There are a large number of resources available online that help you to do just that. The trick is to find reliable sources of news, translated into your language and written for an expat audience.
- Expatica is a great website for expats living in Belgium, Germany, Moscow, the Netherlands, Switzerland, France, Luxembourg, Spain and the United Kingdom. Not only to they provide resources for finding health insurances, housing and even banking they also provide a news feed of country-specific news stories in English. These stories are a great primer for someone starting a new job abroad, because they run the gamut from political news, movies reviews, restaurant recommendations and culture pieces.

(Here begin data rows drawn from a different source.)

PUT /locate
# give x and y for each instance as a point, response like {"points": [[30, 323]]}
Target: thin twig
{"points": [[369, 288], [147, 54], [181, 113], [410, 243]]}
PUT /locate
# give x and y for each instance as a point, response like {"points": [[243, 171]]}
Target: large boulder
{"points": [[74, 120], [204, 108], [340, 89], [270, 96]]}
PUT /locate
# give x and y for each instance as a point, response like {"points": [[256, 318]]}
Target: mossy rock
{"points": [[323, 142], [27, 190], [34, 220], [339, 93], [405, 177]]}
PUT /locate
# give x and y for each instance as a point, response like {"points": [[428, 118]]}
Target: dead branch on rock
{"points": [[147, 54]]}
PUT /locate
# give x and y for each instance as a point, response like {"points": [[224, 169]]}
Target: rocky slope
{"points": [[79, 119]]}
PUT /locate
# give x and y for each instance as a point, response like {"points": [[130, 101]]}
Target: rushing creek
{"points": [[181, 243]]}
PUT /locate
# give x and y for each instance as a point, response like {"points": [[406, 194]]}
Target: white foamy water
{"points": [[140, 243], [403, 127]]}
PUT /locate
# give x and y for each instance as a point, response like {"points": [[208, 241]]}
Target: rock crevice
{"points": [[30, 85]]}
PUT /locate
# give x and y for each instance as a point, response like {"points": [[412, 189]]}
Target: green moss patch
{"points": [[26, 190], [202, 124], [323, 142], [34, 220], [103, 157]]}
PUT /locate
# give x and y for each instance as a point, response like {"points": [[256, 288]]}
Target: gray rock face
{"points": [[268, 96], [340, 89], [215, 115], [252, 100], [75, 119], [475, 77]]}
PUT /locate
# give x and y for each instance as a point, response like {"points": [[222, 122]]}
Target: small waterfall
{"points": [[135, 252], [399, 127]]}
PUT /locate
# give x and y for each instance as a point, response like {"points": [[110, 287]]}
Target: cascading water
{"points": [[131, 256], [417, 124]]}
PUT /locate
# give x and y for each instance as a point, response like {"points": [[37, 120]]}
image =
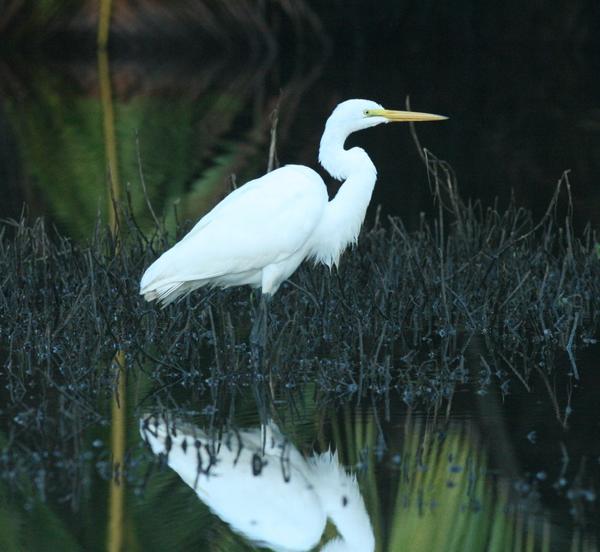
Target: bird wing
{"points": [[263, 222]]}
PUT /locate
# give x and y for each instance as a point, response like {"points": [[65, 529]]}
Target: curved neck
{"points": [[338, 161], [346, 212]]}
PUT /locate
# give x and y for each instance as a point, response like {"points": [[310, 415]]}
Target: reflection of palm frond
{"points": [[433, 491]]}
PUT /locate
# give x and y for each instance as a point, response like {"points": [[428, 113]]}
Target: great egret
{"points": [[258, 482], [261, 232]]}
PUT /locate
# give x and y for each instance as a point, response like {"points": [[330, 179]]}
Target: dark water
{"points": [[494, 465], [488, 471], [520, 115]]}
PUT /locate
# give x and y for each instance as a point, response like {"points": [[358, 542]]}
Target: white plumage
{"points": [[261, 232], [258, 482]]}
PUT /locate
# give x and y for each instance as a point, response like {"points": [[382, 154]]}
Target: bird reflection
{"points": [[260, 484]]}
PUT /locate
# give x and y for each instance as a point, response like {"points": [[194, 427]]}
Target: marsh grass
{"points": [[478, 297], [405, 309]]}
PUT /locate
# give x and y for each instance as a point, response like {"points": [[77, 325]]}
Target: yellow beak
{"points": [[403, 116]]}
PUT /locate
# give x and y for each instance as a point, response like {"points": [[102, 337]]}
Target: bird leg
{"points": [[258, 334]]}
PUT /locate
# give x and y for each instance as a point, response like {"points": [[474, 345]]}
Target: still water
{"points": [[483, 471]]}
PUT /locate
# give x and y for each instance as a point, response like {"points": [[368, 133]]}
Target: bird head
{"points": [[353, 115]]}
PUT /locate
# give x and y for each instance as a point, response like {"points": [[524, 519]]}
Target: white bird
{"points": [[258, 483], [261, 232]]}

- Facebook might seem like an unlikely “new source” and I’m certainly not looking to promote it as such. However, Facebook does have a group or fan page for just about anything. While you may not be comfortable reaching out to strangers in the “Expats working in finance in Luxembourg” group, you can join and take a look at what people are talking about, what news articles they are posting, etc. just to get a sense of what some parts of the community care about.
- Asia Times is a great source for news, period. But their in-depth coverage of Asia news is especially good, especially economic and political news. Get ready for long articles with tons of information about Japan, China, Korea, Southeast Asia and the Middle East.
- The Blogosphere is just like Facebook (and Twitter for that matter) in that there is a blog about anything and everything, which can be especially helpful for expats that might not be living close to a physical community or people in similar situations. Often blogs and their comments help to build an online community that is more focused than Facebook, if slightly less private. Since so many blogs focus are born out of a trip or life change that is out of the ordinary. So blogs tend to pop up quite a bit in the expat community. It can take a while to sift through personal blogs to find something useful, but once you find a blog that you love, check out the blog roll. Blogs tend to have a lot of overlap with readership, and you might start to see some familiar names with whom you can connect and learn more about your new home country.
These are just a few places to start. Don’t discount some more local news sources, like the local grocer or patrons at the corner cafe. You’d be surprised at home many people in non-English speaking countries would love to tell a new person about all of wonders of their community, or might just want to practice English skills. If you are in a country where you speak the language, striking up a conversation about local news can be even easier.